Interrogamos al escritor sobre sus trabajos literarios y nos dice que tiene varios en preparación:

-“Quiero hacer un volumen de cuentos formado por algunos ya publicados en revistas y por otros inéditos. Otro volumen tengo casi listo, es uno de “Semblanzas de muertos”, en las cuales recuerdo algunas figuras literarias y artísticas que vivieron hasta hace pocos años. Tengo ya publicadas tres de estas semblanzas, entre ellas la de don Guillermo Matta. También deseo hacer una nueva edición de “La cosecha de otoño”, con algunos versos nuevos”.

-¿Cuándo escribió usted “La cosecha de otoño”? –interrumpimos.

-“La escribí, con excepción de los poemas fechados, que son unos pocos, entre los años 1915 y 1920. Antes yo había escrito, a lo largo de muchos años, una cantidad inmensa de versos. No sé cuántos serían; pero me parece difícil que fuesen menos de ocho o diez mil. Llenaban un gran cajón y habrían dado materia para varios volúmenes. Los releí en 1916 y no me gustaron. Los di a leer a mis hijos, que han leído mucho, y como fueron de mi opinión, quemé todos aquellos originales. Le aseguro que no me he arrepentido ni pizca. Los pocos poemas que salvé de este auto de fe figuran en “La cosecha”, pero la casi totalidad de este libro, como ya dije, lo escribí hace pocos años”.

-Debe tener usted también estudios dispersos –le decimos-.

-“Sí, y pienso hacer de ellos un volumen, pero no sé si me dará lo suficiente. Le tengo horror al folleto, y si no sale un libro, no publico nada. Tengo algunos trabajos sueltos sobre métrica, folklore, etc., y estos son los que voy a recopilar”.

Próxima ya la hora de la comida, nos despedimos del escritor, agradeciéndole la molestia que se ha tomado.
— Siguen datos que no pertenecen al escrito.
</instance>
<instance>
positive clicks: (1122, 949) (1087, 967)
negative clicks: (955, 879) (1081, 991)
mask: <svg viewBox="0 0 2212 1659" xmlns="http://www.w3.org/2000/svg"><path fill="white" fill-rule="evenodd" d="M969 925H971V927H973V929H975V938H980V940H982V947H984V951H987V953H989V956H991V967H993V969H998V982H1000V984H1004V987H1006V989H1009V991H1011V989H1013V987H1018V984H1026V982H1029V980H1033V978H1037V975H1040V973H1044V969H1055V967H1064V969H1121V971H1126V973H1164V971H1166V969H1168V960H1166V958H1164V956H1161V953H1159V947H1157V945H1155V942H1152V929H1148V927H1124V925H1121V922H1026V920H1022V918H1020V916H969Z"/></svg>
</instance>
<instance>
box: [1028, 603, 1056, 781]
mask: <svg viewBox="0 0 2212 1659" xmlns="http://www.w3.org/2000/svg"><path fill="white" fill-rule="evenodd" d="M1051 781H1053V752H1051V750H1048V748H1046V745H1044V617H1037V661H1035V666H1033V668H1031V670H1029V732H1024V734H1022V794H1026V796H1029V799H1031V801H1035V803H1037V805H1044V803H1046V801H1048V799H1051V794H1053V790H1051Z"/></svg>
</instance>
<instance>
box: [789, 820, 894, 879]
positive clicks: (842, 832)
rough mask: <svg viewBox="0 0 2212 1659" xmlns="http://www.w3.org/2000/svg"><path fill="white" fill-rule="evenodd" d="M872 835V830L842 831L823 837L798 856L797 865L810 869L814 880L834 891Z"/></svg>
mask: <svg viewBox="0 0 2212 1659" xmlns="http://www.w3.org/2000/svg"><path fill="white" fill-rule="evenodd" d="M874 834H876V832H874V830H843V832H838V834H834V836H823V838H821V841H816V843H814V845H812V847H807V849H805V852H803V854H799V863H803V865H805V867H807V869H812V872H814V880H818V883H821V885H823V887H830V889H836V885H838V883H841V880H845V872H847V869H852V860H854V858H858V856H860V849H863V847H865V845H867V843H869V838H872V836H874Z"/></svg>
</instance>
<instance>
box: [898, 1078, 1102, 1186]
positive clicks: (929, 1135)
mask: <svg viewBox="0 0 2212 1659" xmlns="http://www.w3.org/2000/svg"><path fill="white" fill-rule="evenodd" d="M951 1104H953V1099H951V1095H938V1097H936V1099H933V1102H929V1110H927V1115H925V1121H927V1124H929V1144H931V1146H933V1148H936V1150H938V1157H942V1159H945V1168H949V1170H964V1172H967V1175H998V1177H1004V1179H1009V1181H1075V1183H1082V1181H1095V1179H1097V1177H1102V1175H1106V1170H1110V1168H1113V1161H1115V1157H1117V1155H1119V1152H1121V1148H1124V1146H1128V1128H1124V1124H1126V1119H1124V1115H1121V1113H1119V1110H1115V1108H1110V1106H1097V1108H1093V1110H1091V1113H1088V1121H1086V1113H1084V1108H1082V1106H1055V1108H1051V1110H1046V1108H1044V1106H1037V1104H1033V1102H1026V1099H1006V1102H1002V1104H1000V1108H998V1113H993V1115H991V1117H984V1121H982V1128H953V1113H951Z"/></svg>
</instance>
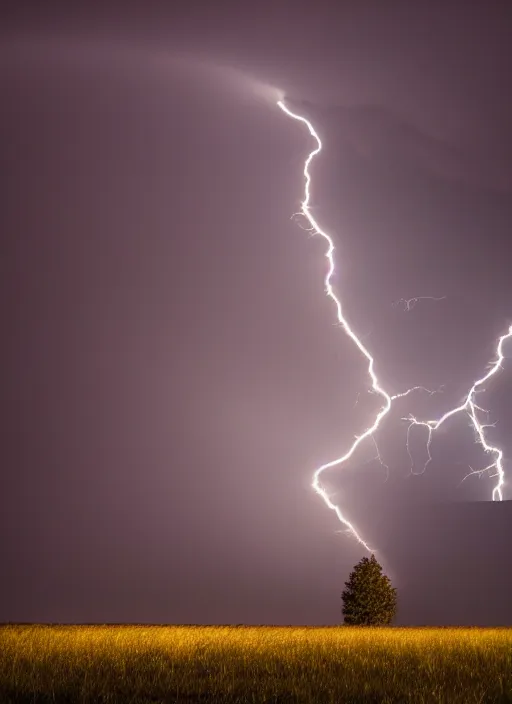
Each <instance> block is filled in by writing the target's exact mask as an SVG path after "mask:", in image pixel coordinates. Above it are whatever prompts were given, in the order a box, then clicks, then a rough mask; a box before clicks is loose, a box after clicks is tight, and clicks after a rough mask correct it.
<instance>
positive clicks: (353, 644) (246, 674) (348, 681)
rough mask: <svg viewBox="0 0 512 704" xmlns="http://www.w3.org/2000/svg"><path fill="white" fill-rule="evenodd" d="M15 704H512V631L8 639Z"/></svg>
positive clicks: (391, 628) (266, 633) (272, 633)
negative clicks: (199, 702)
mask: <svg viewBox="0 0 512 704" xmlns="http://www.w3.org/2000/svg"><path fill="white" fill-rule="evenodd" d="M0 701H1V702H2V704H3V703H4V702H5V703H7V702H97V703H101V702H105V703H106V702H112V703H114V702H133V703H137V704H138V703H139V702H147V703H149V702H210V701H211V702H219V704H220V703H222V702H230V703H233V702H280V703H281V702H322V703H324V702H333V703H334V702H336V704H340V703H341V702H350V703H351V704H352V703H353V704H358V703H359V702H414V703H415V704H420V703H421V702H446V703H449V704H453V703H455V702H464V703H465V704H470V703H471V702H508V701H510V702H512V630H506V629H476V628H475V629H447V628H446V629H445V628H443V629H441V628H440V629H433V628H430V629H429V628H424V629H420V628H418V629H412V628H411V629H405V628H382V629H380V628H367V629H363V628H347V627H338V628H295V627H289V628H280V627H202V626H201V627H199V626H184V627H182V626H175V627H165V626H14V625H7V626H2V627H0Z"/></svg>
Cuando nos alejamos por esa silenciosa calle de Mosqueto de la cual, como él nos dijo, se sabe que existe desde el siglo XVI, pensamos en el vasto esfuerzo que representa su obra y en el entusiasmo juvenil con que la prosigue a los sesenta años. ¿Se debe todo, efectivamente, al jugo de zanahoria, o reconoce una causa más espiritual?

Dejamos la resolución del problema a algún erudito paciente.